20 Jan 2009 in Festival, Music

Strathclyde Suite, Royal Concert Hall, Glasgow, 18 January 2009

Rick Taylor

1 O’CLOCK in the afternoon is a strange and difficult time for a concert, being somewhat before breakfast time for the musician and slap in the middle of lunch for the audience. Then for some there were added complications attendant on having joined in the reportedly exuberant celebrations at the Festival Club which had ended only a few hours beforehand…

It is testament to the affection and respect accorded to Rick Taylor in his adopted home country that so many musicians and members of the public had turned out to hear his commission for the New Voices series, whose lead sponsor is Glasgow’s Sunday Herald.

Entitled Songs from the Wayward Boys, with a plethora of subtitles, the cycle began and ended with four songs on the subject of Homecoming, in accordance with 2009’s designated theme. Was that the Strathclyde Suite’s capricious audio gremlin mucking around again….?

No, the hiss grew into the sound of water, soon augmented by bells, thunder and rain, and any remaining misgivings were dispelled as the impressive collection of musicians began to sing, led by Carrbridge’s Ewan Robertson. Their strong clear voices rang out in a song setting of the pipe tune ‘Hector the Hero’, followed by ‘I will walk in the island of my dreams’ which segued into a very fine arrangement of ‘Over the Hillside’ by the Blue Nile’s Paul Buchanan, sung by Taylor himself in his rarely heard, wistfully throaty voice, reminiscent of the mature Peter Gabriel.

Rick Taylor is a compositional master of the uplifting, inspiring musical phrase that tugs insistently at your heart; the next item on he agenda, his re-working of the ‘Skye Boat Song’, was full of them. When released into the wide world, this track may become a welcome addition to the ranks of contenders for Unofficial Scottish National Anthem.

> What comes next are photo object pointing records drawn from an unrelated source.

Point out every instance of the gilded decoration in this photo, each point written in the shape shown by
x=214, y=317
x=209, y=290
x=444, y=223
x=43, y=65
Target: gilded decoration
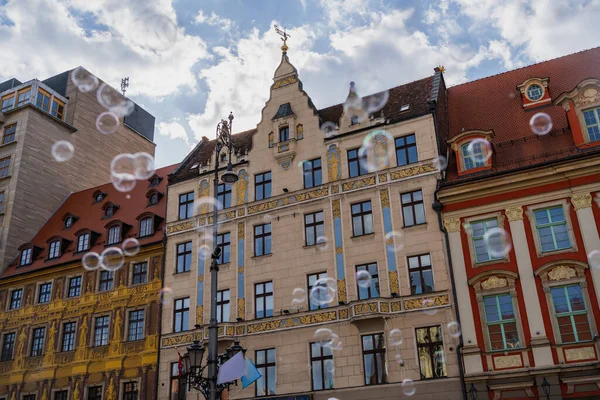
x=452, y=224
x=581, y=200
x=514, y=213
x=242, y=187
x=580, y=354
x=342, y=290
x=561, y=272
x=358, y=183
x=504, y=362
x=333, y=163
x=412, y=171
x=285, y=82
x=494, y=282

Ewan Robertson’s strong, clear voice did justice to another fine arrangement of an old and well-loved song, ‘Brown Haired Maiden’, somewhat marred by the fact that Stu Haikney’s sharply powerful rock drums were far too far forward in the mix and as a result almost obliterated everything else, including Jonny Hardie’s lyrical fiddle playing.

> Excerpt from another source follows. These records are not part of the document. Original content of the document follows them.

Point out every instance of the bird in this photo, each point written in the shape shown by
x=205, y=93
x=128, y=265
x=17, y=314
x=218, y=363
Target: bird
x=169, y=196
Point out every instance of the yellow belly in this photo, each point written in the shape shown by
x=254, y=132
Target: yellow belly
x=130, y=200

The first half closed with new tunes for four of Sgitheanach bard William Ross’s songs. If English folk lyrics can be summarised as “I’m pregnant and you won’t marry me”, an awful lot of Gaelic songs boil down to “I cannot tell her that I will love her till my dying day”. and William Ross is no exception. (The female version is “I am waiting on the quay for my love to return”, sometimes with the added, slightly perplexing detail “barefooted” – but I digress.)

Had there been wifies pouring tea and serving home baking, the interval could not have felt more comfortably like a village hall in the Gaeltachd, and the second half set its face firmly to the sundering seas, with a collection of songs old and new all sharing a marine leitmotif.

‘The Water is Wide’, ‘Where Hast Thou Been’, ‘I Will Set My Ship in Order’, ‘I’d Sail With You’ and ‘Wish Me Well’ were all given the Rick Taylor valeting treatment, and came sparkling new and shipshape. Again, the sound continued to be hit and miss, sadly squashing the life out of Alex Higgins plaintive ‘moothie’, an instrument which when well played, as this evidently was, can be guaranteed to bring the hairs on the back of the neck standing to attention.

Luckily we could hear Laura Silitoe, the maestro’s daughter, bright and clear; her voice poured over the stage like warm soothing oil, and trumpeter Ryan Quigley’s superb improvisations were also unencumbered. Dispensing with any formalities throughout, the show often felt more like a session than a concert, and by agreement with the audience there was no ritual pause before the encores, though eventually the Wayward Boys (and Girl) linked arms to take a well deserved bow, or two.